The maid urged me forward. “Let them see you,” she hissed. “Let them see.”
I did as she said. The homeowner cheered.
“Wonderful, wonderful,” she said. “A little closer now. Wonderful! See how strong he is.”
But where the homeowner saw my red, scaly skin and charbroiled paws as proof of her achievements, all this and more merely repulsed her neighbors. The children shrieked the loudest, when I stepped into the light. Fortunately, I didn’t need to remain in it for long before the children broke and fled from me as fast as possible, the woman in the sundress hot on their heels. In short order, everyone else followed suit, their pastels blurring into pandemonium on the sun-soaked lawn.

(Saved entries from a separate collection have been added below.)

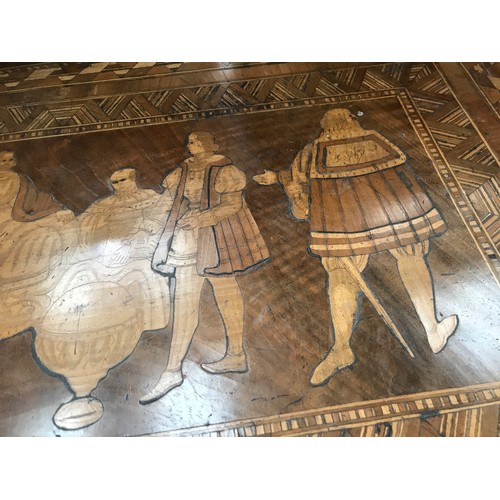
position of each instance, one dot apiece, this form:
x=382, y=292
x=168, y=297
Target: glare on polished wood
x=252, y=265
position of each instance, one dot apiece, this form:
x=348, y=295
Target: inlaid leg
x=186, y=314
x=343, y=294
x=230, y=302
x=417, y=279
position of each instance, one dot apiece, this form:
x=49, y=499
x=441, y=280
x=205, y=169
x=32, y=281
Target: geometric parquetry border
x=453, y=412
x=428, y=92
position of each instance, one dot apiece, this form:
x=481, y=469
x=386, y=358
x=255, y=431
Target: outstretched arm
x=295, y=182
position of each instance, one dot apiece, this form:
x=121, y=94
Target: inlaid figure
x=107, y=296
x=32, y=224
x=361, y=197
x=210, y=235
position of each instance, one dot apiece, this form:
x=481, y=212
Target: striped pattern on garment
x=376, y=240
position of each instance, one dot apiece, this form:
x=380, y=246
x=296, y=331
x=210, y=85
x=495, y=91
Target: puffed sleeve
x=230, y=179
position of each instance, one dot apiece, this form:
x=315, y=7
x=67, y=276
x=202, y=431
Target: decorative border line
x=196, y=115
x=459, y=197
x=379, y=411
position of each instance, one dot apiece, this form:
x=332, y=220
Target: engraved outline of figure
x=210, y=235
x=401, y=219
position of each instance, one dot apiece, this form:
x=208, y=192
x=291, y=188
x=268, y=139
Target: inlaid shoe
x=230, y=363
x=168, y=381
x=442, y=332
x=335, y=361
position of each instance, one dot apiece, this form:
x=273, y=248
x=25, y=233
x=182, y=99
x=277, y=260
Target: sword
x=354, y=272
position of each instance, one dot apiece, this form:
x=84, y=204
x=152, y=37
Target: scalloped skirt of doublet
x=371, y=213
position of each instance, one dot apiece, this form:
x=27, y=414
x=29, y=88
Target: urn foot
x=81, y=412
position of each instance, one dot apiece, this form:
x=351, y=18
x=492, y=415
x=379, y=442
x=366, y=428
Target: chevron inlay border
x=452, y=412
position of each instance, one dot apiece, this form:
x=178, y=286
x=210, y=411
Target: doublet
x=362, y=196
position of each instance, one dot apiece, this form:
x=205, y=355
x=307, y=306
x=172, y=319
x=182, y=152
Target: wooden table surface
x=89, y=324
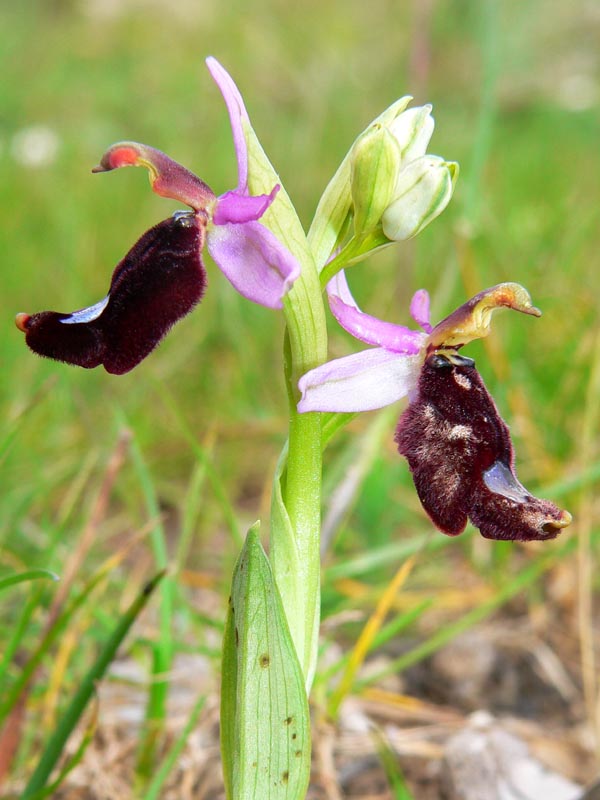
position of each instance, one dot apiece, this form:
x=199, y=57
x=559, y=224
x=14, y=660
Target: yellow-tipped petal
x=473, y=319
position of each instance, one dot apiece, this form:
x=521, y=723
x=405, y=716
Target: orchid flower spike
x=162, y=277
x=457, y=446
x=395, y=182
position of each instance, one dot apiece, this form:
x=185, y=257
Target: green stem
x=296, y=517
x=353, y=251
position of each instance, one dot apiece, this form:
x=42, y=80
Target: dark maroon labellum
x=461, y=457
x=159, y=281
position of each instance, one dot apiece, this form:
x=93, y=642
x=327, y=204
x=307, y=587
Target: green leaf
x=265, y=726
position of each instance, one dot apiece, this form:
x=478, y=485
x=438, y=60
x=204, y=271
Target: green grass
x=207, y=410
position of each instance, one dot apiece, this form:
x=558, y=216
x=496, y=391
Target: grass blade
x=70, y=718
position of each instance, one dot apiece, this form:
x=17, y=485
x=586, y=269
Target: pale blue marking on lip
x=86, y=314
x=500, y=480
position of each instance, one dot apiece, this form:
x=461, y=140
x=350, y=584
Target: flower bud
x=412, y=130
x=423, y=191
x=375, y=164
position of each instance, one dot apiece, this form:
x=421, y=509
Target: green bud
x=375, y=162
x=423, y=191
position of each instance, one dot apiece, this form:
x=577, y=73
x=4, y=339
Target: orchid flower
x=162, y=277
x=458, y=447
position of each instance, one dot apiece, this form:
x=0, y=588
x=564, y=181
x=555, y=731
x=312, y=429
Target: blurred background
x=515, y=89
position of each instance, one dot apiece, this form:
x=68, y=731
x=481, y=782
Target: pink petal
x=371, y=330
x=419, y=309
x=360, y=382
x=238, y=208
x=254, y=261
x=237, y=113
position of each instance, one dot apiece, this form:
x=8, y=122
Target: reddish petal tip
x=21, y=321
x=120, y=155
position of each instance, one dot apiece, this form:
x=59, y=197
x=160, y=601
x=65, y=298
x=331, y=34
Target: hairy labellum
x=159, y=281
x=461, y=457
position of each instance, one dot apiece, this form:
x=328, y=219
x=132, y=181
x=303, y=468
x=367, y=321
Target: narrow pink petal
x=366, y=328
x=254, y=261
x=419, y=309
x=360, y=382
x=237, y=113
x=236, y=207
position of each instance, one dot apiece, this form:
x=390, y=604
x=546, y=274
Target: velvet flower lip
x=162, y=277
x=457, y=446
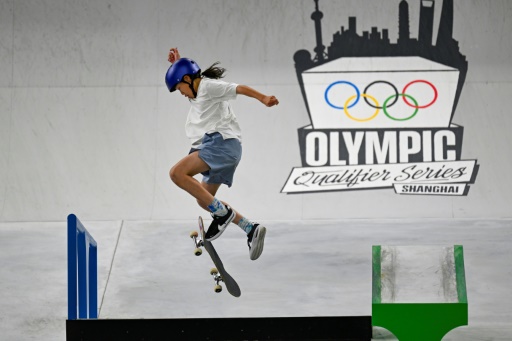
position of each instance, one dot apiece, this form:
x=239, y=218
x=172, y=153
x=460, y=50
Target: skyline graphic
x=375, y=43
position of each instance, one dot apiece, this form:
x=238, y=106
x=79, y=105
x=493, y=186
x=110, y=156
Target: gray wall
x=87, y=125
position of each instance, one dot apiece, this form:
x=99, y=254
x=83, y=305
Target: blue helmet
x=178, y=70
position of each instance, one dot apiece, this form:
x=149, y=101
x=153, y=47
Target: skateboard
x=219, y=273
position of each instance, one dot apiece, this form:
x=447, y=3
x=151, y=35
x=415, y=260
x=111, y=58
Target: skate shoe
x=255, y=240
x=219, y=224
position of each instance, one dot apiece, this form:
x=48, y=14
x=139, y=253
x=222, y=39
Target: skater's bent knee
x=175, y=175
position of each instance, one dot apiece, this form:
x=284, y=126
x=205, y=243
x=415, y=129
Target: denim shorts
x=222, y=156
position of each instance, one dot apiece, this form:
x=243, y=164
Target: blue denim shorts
x=222, y=156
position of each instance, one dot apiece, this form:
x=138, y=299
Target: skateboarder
x=215, y=134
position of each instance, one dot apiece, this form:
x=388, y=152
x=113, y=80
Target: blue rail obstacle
x=419, y=292
x=82, y=272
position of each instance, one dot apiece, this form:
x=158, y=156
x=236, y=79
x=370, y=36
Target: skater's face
x=184, y=88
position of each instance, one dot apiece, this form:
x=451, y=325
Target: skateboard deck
x=219, y=274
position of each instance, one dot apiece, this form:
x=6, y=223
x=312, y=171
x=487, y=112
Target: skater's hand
x=270, y=101
x=174, y=55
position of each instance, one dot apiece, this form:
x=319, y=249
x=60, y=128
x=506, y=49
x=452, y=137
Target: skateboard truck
x=199, y=243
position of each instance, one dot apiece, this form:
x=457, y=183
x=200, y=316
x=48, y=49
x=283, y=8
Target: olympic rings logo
x=388, y=102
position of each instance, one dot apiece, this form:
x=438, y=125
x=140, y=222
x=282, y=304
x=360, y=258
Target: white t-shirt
x=210, y=111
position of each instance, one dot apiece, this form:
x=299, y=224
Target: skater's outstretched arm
x=269, y=101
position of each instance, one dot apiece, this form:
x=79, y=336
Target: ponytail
x=214, y=71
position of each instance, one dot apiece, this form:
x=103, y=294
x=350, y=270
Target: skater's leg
x=182, y=174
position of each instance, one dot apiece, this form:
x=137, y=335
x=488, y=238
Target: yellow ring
x=362, y=119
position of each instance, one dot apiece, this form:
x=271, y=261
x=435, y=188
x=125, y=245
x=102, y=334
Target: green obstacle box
x=419, y=292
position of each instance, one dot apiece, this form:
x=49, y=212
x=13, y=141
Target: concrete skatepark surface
x=323, y=268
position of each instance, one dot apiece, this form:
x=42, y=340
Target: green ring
x=384, y=107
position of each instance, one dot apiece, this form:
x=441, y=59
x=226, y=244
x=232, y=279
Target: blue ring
x=342, y=82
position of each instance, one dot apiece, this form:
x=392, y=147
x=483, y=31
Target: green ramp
x=419, y=292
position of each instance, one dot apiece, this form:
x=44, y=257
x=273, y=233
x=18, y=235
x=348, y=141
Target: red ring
x=423, y=106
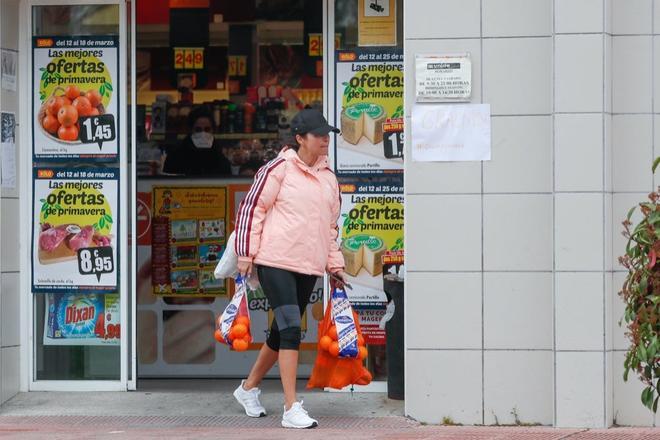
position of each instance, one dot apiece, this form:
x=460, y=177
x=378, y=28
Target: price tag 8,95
x=95, y=261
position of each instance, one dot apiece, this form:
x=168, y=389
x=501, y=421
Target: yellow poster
x=189, y=233
x=376, y=23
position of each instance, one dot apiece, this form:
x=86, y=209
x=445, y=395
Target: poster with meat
x=75, y=229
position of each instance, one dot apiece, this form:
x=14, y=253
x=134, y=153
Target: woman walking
x=286, y=231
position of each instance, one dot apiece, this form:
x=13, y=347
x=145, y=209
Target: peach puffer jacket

“No, come back!” The homeowner wailed, chasing after them. “Come back! Come back! He’s harmless! Come back!”
Later, after everyone was gone, never to return, the homeowner came back and sat outside the window. Looking down at me, her legs crossed in the grass, a shadow of recognition fell on her face, as if she were seeing me for the first time. But it might have just been a bit of cloud sliding in front of the sun. Regardless of whatever it might have been, when the shadow had passed, she got up and walked away, her splendid face heavy and forlorn, and I never saw her again.
Behind me, the maid cleared her throat. I spun around slowly, like a doll on a string.
“Now you go,” she said, pushing away the bookcase, unshackling me, and shooing me toward the tunnel. “And you don’t come back, no? No more of you?”
“No more of me,” I said. “I’ll warn others to stay away, too.”
* * *
So, I returned to the crossing, where the thirty roads met, and I filled in the tunnel and beat the dirt flat with my paws. When it was well compacted and I felt certain that no one would ever find it, I went and stood in the dead center of the crossroads. There, with my eyes closed, I spun in a circle until I was too dizzy to stand and, falling, landed flat on my back. I stayed like that until the dizzy feeling had passed, and for a long while after, as well. Then I got up and, selecting a path at random, I ventured off into darkness.